波浪作用下铰接式层合浮体的水弹性响应研究

在工程设计中，通常采用模块化方式制造超大型浮式结构物，将巨大的单体结构分割成多个较小模块，后期通过合适的连接器拼装形成。为了明确多模块超大浮体在波浪作用下的水弹性响应，以两个相邻层合浮体（高刚度面板和低密度芯材）为研究对象，建立波浪作用下铰接层合浮体水弹性响应的高阶势流模型。采用匹配特征函数展开法求解流体运动的速度势，探讨了铰接处弹簧刚度对浮体的反射系数、透射系数、挠度、弯矩和剪力的影响规律。研究结果表明：迎浪侧浮体的存在可以有效降低背浪侧浮体的挠度、弯矩和剪力幅值；与垂直弹簧相比，扭转弹簧刚度的增加可以更加有效抑制铰接层合浮体的水弹性响应；当扭转弹簧刚度大于一定值时，继续增大弹簧刚度对浮体的动力响应不产生影响。
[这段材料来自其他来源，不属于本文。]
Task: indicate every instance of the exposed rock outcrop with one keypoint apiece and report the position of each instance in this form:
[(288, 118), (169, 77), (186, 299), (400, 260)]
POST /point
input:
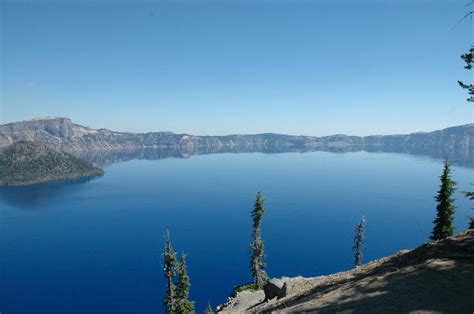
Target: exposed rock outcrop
[(456, 143)]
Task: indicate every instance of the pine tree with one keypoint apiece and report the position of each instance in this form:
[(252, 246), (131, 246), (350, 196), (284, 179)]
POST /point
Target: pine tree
[(470, 195), (209, 309), (170, 263), (183, 304), (359, 239), (257, 265), (443, 223), (468, 58)]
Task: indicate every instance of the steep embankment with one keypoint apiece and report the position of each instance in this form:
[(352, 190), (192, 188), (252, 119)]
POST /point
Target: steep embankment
[(64, 135), (437, 277), (33, 162)]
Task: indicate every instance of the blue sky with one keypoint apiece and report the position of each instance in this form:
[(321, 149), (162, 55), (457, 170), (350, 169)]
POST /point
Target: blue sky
[(220, 67)]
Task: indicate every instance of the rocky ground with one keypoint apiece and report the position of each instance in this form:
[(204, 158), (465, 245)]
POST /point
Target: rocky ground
[(437, 277)]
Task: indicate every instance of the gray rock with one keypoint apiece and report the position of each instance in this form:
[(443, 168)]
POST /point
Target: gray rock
[(275, 288)]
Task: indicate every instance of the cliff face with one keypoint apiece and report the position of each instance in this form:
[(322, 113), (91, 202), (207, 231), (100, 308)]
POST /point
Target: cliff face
[(434, 278), (62, 134)]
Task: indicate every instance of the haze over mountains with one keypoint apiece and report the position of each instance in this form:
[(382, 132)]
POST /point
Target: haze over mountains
[(104, 146)]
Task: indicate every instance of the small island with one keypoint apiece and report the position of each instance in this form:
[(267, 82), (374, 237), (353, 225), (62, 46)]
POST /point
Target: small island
[(27, 162)]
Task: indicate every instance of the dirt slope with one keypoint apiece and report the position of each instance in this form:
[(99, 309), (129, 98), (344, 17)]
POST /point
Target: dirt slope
[(437, 277)]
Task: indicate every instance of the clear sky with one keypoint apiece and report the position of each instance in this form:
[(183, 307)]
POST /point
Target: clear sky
[(219, 67)]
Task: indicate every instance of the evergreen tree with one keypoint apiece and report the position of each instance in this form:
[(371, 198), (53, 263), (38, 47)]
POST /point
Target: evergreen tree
[(470, 195), (443, 223), (170, 263), (257, 265), (359, 239), (183, 304), (468, 58), (209, 309)]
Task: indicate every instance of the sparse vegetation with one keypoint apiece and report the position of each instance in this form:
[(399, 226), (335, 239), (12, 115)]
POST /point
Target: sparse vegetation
[(170, 263), (183, 304), (257, 265), (359, 239), (252, 286), (177, 281), (470, 195)]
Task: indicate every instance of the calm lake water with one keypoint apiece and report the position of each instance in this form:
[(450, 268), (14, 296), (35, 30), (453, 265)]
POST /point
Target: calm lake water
[(95, 247)]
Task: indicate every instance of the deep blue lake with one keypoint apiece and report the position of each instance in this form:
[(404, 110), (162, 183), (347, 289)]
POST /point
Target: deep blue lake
[(95, 247)]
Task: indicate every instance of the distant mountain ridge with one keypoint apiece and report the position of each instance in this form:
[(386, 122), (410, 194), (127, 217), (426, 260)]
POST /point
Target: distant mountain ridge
[(63, 134), (25, 162)]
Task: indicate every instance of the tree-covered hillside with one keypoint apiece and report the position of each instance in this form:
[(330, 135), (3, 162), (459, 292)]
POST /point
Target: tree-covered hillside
[(33, 162)]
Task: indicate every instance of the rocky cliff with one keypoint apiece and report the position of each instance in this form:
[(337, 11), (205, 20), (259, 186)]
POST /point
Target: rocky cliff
[(456, 142), (436, 277)]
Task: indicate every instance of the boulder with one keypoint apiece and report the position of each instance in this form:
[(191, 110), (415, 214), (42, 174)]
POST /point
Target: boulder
[(275, 288)]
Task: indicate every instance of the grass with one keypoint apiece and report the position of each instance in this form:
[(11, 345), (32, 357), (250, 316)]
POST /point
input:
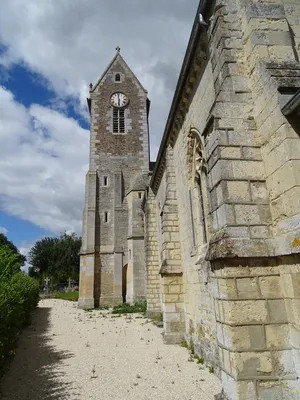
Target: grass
[(71, 296), (138, 307)]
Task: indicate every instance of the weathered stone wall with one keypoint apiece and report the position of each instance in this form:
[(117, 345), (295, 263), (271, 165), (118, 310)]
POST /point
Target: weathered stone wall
[(152, 256), (240, 280), (115, 159), (198, 301)]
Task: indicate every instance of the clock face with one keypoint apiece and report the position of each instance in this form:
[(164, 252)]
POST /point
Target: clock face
[(119, 100)]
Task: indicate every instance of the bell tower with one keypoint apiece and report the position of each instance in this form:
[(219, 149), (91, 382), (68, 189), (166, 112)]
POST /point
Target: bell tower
[(112, 255)]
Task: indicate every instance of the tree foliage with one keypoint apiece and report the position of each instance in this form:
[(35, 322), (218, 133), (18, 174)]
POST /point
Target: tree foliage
[(18, 297), (5, 242), (57, 258)]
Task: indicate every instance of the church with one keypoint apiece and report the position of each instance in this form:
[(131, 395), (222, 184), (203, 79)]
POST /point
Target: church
[(209, 234)]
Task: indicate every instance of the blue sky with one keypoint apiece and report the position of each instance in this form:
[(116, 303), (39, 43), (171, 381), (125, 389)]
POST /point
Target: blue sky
[(49, 53)]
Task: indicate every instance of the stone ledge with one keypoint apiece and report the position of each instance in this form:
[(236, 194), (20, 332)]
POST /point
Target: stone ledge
[(223, 246)]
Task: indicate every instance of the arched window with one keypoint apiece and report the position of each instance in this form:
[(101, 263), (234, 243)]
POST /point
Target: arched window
[(118, 120), (198, 193)]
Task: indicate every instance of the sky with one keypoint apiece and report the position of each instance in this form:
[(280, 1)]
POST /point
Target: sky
[(49, 53)]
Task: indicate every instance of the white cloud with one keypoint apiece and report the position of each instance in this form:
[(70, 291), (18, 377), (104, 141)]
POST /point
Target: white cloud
[(44, 154), (71, 42), (3, 230), (43, 160)]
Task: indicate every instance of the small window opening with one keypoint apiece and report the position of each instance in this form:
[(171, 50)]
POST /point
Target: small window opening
[(118, 120)]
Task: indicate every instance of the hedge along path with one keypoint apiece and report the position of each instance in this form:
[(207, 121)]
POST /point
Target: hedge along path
[(73, 354)]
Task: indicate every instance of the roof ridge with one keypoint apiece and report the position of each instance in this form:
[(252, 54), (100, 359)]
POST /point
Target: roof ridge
[(118, 55)]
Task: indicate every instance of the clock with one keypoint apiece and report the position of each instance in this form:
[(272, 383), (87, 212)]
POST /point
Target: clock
[(118, 100)]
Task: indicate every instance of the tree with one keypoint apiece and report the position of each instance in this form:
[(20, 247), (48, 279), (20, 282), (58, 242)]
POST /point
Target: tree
[(5, 242), (57, 258)]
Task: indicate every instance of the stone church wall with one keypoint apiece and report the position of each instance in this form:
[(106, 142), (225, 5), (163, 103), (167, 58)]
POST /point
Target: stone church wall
[(240, 293), (200, 325)]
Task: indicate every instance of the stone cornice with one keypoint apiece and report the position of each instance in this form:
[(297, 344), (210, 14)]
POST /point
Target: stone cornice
[(222, 246)]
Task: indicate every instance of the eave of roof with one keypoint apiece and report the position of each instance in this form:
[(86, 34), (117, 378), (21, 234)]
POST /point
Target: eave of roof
[(180, 86), (116, 57)]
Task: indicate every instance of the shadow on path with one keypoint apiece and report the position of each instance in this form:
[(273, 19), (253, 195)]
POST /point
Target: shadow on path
[(35, 371)]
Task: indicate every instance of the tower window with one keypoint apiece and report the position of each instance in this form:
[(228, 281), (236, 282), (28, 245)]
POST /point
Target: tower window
[(118, 120)]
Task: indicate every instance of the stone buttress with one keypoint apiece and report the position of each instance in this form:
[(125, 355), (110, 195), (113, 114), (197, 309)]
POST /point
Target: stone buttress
[(112, 254)]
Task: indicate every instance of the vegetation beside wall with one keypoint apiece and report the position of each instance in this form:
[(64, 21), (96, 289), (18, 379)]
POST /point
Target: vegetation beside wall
[(19, 295)]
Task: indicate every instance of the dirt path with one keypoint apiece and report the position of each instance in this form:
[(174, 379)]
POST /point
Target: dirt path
[(72, 354)]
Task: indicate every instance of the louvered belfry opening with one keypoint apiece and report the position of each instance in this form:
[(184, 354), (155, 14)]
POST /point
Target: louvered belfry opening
[(118, 120)]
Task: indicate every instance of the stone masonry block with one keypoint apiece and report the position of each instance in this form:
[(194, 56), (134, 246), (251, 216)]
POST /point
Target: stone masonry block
[(248, 288), (249, 365), (277, 336), (238, 191), (269, 390), (283, 363), (270, 286), (277, 311), (227, 289), (238, 338), (245, 312)]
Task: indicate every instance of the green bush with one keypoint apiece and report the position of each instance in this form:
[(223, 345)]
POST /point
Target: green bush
[(72, 296), (19, 295)]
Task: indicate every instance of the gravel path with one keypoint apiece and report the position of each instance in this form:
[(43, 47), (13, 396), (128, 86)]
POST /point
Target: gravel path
[(73, 354)]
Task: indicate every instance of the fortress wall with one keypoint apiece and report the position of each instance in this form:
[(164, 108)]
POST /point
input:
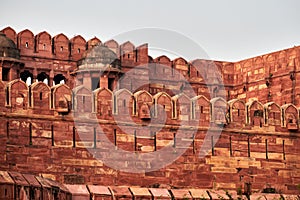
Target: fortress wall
[(239, 158)]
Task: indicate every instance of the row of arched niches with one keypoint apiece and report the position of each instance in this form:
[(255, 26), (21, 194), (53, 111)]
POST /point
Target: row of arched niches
[(143, 107)]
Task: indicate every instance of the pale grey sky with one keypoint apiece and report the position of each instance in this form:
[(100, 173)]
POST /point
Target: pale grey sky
[(229, 30)]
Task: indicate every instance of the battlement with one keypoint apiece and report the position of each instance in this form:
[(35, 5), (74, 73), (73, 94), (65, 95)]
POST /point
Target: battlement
[(61, 96)]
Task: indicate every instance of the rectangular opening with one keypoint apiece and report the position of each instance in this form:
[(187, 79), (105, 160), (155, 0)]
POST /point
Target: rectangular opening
[(5, 74), (95, 83), (111, 83)]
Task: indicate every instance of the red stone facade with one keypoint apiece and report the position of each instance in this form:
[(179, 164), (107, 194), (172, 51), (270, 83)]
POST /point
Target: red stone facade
[(55, 80)]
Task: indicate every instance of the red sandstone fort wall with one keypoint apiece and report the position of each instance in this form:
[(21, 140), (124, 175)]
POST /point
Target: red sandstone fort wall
[(259, 144)]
Study on the hydroelastic response of articulated floating sandwich structures under wave action

In engineering design, very large floating structures are usually manufactured in a modular way. This method divides a large monolithic structure into smaller modules, which are later assembled with appropriate connectors. In order to clarify the hydroelastic response of very large multi-module floating structures, a high-order potential flow model for the hydroelastic response of very large articulated floating sandwich structures under wave action is established by taking two adjacent sanwich floating structures (surface panels with large stiffness and core material with small density) as research objects. The matched eigenfunction expansion method is used to solve the velocity potential of fluid motion. The effect of spring stiffness on reflection coefficient, transmission coefficient, deflection, bending moment and shear force of floating structures is discussed. The results show that the amplitudes of deflection, bending moment and shear force of the leeside structure can be effectively reduced due to the presence of a seaside floating structure. Compared with the vertical spring, the increase of torsion spring stiffness can restrain the hydroelastic response of articulated floating structures more effectively. When the stiffness of torsion spring is greater than a certain value, further increasing the spring stiffness has no obvious effect on the structural dynamic response.